These slender booklets from Historical Management Associates are the work of an organization dedicated to historical re-enactment in the UK. They are written with a stickler’s attention to historical precision and a conviction that nothing is too arcane to investigate. Some of the books are simple transcriptions of period manuscripts; others represent significant original research, as in Cattle Farming and Grazing Management, which is 52 pages long but cites 36 sources, many of them published in the 17th century.


The Food and Cookery in Elizabethan and Early Stuart England series presents a systematic survey of existing records of ingredients and equipment employed in the period. In addition to concise explanations of how such items might have been used and how they might have been significantly different from what is implied by current terminology, they include citations from various period and later records to demonstrate the geographic and class distribution of everything from kitchen implements to social gatherings.
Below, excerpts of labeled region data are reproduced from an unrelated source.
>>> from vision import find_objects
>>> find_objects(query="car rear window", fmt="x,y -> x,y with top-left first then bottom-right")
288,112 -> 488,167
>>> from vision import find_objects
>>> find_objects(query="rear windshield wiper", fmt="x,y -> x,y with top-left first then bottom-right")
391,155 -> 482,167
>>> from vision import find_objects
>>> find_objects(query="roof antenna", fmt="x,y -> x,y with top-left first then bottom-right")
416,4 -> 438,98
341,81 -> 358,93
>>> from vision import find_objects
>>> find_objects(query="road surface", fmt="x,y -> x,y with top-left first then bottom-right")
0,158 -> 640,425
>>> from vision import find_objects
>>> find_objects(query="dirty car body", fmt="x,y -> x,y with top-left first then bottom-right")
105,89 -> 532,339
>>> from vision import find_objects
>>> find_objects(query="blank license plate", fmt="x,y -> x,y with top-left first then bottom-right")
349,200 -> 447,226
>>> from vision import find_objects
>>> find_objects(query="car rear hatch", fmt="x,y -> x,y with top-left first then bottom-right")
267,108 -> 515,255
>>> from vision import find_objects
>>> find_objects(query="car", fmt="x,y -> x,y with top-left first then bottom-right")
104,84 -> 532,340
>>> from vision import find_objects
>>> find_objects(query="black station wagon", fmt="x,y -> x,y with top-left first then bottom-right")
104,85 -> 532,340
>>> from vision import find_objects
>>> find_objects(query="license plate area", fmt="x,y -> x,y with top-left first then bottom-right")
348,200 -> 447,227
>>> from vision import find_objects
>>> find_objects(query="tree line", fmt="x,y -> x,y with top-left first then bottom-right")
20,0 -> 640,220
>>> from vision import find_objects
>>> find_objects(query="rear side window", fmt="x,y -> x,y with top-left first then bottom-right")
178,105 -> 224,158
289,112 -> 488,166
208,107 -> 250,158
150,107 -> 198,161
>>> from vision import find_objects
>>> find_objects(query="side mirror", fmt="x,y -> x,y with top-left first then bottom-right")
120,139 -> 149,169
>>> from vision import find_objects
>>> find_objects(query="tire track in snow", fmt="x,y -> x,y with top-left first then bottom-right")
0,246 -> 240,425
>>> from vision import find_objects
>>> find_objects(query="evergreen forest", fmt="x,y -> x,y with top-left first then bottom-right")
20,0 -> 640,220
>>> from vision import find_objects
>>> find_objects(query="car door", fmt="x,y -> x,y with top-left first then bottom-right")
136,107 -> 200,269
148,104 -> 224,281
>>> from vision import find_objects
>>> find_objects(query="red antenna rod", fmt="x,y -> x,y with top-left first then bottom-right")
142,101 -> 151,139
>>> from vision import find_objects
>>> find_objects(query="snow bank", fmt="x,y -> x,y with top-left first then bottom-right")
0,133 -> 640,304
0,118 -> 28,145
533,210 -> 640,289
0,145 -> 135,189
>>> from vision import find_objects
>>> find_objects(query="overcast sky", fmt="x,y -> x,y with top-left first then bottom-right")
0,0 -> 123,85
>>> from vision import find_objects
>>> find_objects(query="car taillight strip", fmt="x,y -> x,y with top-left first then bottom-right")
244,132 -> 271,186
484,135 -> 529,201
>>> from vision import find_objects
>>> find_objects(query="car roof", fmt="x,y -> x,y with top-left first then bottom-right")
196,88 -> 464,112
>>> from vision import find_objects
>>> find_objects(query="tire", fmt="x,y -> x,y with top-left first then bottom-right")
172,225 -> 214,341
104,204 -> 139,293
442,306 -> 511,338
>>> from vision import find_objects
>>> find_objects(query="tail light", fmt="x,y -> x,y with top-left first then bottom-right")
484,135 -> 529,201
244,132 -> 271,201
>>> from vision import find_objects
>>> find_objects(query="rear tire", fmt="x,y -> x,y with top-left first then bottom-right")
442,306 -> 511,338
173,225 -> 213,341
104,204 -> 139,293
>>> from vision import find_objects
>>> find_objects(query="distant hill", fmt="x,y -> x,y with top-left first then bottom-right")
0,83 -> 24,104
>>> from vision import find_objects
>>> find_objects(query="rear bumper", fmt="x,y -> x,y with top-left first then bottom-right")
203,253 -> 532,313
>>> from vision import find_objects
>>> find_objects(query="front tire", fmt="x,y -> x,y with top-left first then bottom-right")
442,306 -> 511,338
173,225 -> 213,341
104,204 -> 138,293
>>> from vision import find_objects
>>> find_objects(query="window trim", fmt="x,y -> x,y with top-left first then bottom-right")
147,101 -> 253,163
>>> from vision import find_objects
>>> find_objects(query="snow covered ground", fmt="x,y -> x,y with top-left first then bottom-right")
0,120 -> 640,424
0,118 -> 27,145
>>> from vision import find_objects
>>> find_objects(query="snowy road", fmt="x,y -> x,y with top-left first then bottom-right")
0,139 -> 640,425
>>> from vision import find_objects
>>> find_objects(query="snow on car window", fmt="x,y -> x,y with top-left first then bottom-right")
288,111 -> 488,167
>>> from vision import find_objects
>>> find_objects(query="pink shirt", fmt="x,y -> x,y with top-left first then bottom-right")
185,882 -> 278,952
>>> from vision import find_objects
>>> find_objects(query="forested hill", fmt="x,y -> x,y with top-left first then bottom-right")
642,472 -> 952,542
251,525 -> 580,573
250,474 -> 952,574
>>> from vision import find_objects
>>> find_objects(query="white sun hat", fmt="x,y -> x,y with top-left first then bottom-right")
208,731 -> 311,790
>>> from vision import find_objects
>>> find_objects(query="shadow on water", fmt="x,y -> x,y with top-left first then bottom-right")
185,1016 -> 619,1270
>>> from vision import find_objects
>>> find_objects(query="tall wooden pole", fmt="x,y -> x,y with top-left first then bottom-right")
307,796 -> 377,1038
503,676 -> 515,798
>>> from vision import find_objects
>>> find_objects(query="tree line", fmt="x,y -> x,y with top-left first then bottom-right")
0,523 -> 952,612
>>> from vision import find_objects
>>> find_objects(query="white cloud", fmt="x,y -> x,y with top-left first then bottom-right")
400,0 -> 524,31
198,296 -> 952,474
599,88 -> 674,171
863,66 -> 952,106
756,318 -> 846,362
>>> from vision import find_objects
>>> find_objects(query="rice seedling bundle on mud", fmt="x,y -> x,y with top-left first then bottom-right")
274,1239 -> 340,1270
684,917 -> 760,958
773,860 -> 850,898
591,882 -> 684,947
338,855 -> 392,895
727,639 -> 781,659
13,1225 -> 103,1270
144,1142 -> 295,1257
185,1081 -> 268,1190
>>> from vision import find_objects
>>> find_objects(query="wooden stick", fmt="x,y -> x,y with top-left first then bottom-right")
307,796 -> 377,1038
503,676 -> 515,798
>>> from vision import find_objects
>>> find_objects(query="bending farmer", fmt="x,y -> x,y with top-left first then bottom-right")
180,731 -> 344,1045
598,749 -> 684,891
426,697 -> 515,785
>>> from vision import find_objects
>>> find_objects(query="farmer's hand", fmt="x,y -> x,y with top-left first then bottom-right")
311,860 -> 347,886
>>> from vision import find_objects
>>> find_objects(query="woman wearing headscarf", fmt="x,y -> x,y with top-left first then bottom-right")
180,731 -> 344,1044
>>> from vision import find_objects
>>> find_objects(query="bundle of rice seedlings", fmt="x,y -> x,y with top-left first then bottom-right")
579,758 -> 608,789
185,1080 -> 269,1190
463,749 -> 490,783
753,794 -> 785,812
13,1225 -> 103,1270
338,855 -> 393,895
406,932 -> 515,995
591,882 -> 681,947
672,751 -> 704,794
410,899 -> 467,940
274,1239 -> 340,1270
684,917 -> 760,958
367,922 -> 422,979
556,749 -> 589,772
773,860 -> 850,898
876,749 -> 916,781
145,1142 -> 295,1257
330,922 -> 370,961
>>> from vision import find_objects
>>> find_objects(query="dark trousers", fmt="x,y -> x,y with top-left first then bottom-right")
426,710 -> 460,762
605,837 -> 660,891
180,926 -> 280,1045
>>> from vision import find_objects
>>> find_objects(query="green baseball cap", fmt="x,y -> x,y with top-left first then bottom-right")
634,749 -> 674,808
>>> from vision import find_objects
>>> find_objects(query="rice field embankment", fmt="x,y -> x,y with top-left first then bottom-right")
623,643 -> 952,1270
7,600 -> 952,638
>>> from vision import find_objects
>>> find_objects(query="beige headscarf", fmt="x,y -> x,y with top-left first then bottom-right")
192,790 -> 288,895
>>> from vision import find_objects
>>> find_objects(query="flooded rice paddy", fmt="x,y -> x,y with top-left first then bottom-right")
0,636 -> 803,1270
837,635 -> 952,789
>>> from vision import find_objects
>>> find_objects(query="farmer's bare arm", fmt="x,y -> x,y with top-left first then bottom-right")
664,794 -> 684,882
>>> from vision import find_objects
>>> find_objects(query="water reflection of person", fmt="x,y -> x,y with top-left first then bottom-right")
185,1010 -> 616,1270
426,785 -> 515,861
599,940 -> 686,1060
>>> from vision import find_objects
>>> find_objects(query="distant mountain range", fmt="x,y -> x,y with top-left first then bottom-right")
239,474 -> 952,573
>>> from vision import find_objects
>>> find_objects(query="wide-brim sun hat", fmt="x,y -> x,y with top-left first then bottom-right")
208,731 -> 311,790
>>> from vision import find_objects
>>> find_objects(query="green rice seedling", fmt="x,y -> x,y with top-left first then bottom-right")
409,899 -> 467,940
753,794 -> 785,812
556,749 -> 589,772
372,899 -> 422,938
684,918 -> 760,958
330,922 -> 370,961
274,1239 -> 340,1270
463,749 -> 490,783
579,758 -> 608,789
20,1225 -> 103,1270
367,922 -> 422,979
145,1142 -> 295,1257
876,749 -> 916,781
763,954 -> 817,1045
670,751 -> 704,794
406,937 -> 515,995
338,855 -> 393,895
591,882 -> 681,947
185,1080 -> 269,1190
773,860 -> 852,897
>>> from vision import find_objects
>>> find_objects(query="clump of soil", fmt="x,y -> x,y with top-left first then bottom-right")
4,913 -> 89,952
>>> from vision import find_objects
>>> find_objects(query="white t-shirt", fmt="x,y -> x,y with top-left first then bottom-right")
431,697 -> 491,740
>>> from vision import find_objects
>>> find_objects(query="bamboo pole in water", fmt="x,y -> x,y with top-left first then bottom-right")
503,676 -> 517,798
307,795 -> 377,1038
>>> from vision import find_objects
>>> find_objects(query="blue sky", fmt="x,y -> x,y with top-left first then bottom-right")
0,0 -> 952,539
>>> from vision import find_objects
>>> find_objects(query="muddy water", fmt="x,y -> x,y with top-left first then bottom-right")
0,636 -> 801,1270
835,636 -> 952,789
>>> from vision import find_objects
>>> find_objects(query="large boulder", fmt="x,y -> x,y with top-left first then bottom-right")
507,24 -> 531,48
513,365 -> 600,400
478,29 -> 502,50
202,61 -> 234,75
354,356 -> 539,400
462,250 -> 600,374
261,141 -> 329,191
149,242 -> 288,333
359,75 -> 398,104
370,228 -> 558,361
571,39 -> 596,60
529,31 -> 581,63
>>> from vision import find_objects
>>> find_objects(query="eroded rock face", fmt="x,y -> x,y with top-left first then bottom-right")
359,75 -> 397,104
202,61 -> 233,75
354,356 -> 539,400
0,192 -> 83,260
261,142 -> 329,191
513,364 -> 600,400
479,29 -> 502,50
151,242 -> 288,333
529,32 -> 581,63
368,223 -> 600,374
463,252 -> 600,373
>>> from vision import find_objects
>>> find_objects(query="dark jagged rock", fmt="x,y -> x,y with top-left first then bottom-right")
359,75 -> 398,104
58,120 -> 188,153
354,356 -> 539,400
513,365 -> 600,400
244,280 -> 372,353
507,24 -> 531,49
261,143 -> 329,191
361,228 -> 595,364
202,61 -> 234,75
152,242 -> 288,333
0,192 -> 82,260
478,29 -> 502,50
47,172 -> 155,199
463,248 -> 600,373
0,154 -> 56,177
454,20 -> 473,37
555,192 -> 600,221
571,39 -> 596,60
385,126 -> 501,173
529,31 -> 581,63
From the introduction: "Boiled meats are the most common group of recipes in cookery books and the equipment required to boil meats is virtually ubiquitous.  Boiled meats form some very disparate groups of recipes.  Many involve boiling a joint of whole animal, draining and serving it as a piece to be carved...These are true boiled or sod meat and can be eaten from a flat wooden trencher unlike the more liquid potage which required a bowl."

Staplebound pamphlet. 64 pages. Sketches and black-and-white photographs.